The Company's capital at 31 March comprises:
2008 2007
£'000 £'000
Debt:
Bank overdraft - 1,093
- 1,093
Equity:
Equity share capital 15,596 16,394
Retained earnings and other reserves 48,901 60,409
Total capital 64,497 76,803
Debt as a percentage of total capital - 1.4%
NOTES TO THE FINANCIAL STATEMENTS (continued)
The Board, with the assistance of the Investment Manager, monitors and reviews
the broad structure of the Company's capital on an ongoing basis. This review
includes:
* the planned level of gearing, which takes into account the Investment
Manager's view on the market;
* the need to buy back equity shares, either for cancellation or to hold in
treasury, which takes account of the difference between the net asset value
per share and the share price (ie the level of share price discount or
premium);
* the need for new issues of equity shares, including issues from treasury;
and
* the extent to which revenue in excess of that which is required to be
distributed should be retained.
The Company's objectives, policies and processes for managing capital are
unchanged from the preceding accounting period.

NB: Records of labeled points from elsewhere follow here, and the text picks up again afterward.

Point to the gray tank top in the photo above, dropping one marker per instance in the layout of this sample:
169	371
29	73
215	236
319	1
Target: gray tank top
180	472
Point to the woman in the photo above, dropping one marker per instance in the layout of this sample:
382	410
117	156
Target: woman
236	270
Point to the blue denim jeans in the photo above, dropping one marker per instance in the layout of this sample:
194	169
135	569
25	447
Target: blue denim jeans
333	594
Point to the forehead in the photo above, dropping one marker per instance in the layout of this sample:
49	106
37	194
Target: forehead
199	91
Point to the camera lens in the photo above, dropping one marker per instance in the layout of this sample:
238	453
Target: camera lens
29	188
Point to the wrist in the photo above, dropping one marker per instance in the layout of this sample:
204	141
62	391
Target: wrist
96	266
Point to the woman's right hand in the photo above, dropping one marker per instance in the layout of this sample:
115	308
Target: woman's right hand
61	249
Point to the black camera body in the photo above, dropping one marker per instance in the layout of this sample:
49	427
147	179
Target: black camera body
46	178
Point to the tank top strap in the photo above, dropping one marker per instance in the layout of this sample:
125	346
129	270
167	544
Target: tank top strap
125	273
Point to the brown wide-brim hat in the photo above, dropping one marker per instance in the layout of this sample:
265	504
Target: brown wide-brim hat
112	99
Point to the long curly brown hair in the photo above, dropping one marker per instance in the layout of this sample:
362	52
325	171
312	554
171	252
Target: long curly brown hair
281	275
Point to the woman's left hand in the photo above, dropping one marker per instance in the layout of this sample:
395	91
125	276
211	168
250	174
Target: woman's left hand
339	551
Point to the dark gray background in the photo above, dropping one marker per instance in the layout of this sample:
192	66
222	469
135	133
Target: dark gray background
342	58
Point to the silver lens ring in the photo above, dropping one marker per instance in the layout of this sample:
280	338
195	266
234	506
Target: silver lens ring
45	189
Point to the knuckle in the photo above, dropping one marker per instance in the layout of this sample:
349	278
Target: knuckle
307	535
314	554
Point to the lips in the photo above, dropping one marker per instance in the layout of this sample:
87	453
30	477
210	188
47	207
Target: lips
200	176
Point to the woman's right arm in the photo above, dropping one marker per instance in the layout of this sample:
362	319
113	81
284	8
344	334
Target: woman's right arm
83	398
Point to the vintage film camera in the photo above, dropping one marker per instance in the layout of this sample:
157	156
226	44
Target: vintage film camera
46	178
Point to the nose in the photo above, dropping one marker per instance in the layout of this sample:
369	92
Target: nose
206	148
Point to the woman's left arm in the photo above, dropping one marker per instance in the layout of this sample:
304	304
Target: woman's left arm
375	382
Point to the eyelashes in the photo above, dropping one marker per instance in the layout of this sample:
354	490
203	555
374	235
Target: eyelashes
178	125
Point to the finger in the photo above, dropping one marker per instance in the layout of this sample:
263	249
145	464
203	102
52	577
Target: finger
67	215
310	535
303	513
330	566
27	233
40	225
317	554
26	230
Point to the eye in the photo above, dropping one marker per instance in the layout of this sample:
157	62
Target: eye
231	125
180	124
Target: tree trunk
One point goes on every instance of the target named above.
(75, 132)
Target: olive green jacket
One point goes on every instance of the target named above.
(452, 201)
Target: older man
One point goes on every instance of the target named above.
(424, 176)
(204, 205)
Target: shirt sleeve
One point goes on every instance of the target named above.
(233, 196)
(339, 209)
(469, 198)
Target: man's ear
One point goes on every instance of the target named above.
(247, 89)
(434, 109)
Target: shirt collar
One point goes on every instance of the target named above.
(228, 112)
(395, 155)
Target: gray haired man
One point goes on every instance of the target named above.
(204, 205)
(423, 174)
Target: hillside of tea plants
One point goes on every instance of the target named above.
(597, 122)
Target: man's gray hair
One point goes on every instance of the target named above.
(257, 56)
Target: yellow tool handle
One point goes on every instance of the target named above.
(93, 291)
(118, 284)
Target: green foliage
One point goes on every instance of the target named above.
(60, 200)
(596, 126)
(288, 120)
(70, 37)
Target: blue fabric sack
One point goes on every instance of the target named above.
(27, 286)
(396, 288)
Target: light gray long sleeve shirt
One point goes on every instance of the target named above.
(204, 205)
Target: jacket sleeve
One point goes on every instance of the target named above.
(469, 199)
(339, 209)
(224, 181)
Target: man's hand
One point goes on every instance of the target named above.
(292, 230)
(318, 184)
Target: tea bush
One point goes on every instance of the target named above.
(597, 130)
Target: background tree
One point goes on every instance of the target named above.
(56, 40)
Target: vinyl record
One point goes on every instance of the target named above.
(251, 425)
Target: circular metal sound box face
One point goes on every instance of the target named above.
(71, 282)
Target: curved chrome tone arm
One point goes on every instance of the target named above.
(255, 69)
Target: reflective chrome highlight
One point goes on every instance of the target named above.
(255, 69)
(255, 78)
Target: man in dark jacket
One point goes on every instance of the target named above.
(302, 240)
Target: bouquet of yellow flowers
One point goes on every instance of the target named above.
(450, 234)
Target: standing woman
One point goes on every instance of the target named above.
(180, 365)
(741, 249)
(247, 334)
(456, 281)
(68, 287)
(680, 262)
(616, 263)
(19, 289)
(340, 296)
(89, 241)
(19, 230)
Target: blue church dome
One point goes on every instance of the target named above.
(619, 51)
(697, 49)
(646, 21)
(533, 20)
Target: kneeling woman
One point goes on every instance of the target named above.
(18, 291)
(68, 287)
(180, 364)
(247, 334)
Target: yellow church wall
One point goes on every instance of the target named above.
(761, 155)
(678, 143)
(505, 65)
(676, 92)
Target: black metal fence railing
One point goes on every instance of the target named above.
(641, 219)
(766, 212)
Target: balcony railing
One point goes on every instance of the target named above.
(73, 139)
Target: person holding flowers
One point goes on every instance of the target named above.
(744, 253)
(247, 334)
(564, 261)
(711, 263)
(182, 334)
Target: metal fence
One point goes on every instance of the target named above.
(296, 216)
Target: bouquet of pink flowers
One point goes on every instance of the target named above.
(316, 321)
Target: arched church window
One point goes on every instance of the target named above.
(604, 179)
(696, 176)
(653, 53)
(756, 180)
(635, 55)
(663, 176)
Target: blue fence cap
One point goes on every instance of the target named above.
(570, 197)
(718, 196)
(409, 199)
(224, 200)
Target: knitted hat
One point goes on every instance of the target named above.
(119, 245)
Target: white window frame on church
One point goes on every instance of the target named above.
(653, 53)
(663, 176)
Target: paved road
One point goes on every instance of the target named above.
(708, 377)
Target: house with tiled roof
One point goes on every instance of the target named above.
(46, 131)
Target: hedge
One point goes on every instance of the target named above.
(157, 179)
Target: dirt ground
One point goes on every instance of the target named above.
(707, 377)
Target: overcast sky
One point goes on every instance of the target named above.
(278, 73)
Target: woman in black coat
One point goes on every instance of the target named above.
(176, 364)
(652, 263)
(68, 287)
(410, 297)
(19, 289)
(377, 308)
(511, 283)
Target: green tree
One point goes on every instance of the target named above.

The Company is subject to several externally imposed capital requirements:
* borrowings under the uncommitted revolving credit facility are not to
exceed 20.0% of the investment portfolio;
* as a public company, the Company has a minimum share capital of £50,000;
and
* in order to be able to pay dividends out of profits available for
distribution, the Company has to be able to meet one of the two capital
restriction tests imposed on investment companies by company law.
These requirements are unchanged since last year, and the Company has complied
with them at all times.
14. Related Parties
Sven Borho is a Director of the Company, as well as a Partner of the Company's
Investment Manager, OrbiMed Capital LLC. During the year ended 31 March 2008,
OrbiMed Capital LLC received £471,000 in respect of the periodic fee and £
153,000 in respect of a performance fee, of which £106,000 in respect of the
periodic fee was outstanding at the year end.
15. Substantial Interests
The Company holds interests in 3.0% or more of any class of capital in the
following companies:
% of issued Fair
value
Company Shares held share capital £'000
Curis 3,606,611 5.7% 2,504
Tepnel Life Sciences* 10,000,000 4.3% 900
Rosetta Genomics 375,000 3.2% 917
* Excludes warrants. A total of 8,840,000 warrants were held as at 31 March
2008.
These investments are not considered significant in the context of these
financial statements.
16. Contingent Assets
On 5 November 2007, the European Court of Justice ruled that management fees
should be exempt from VAT. HMRC has announced its intention not to appeal
against this case to the UK VAT Tribunal. The Board is currently in the process
of quantifying the potential repayment that should be due. However, the amount
the Company will receive, the period to which it will refer, and the time scale
for receipt are all uncertain and hence the Company has made no provision in
these financial statements for any such payment.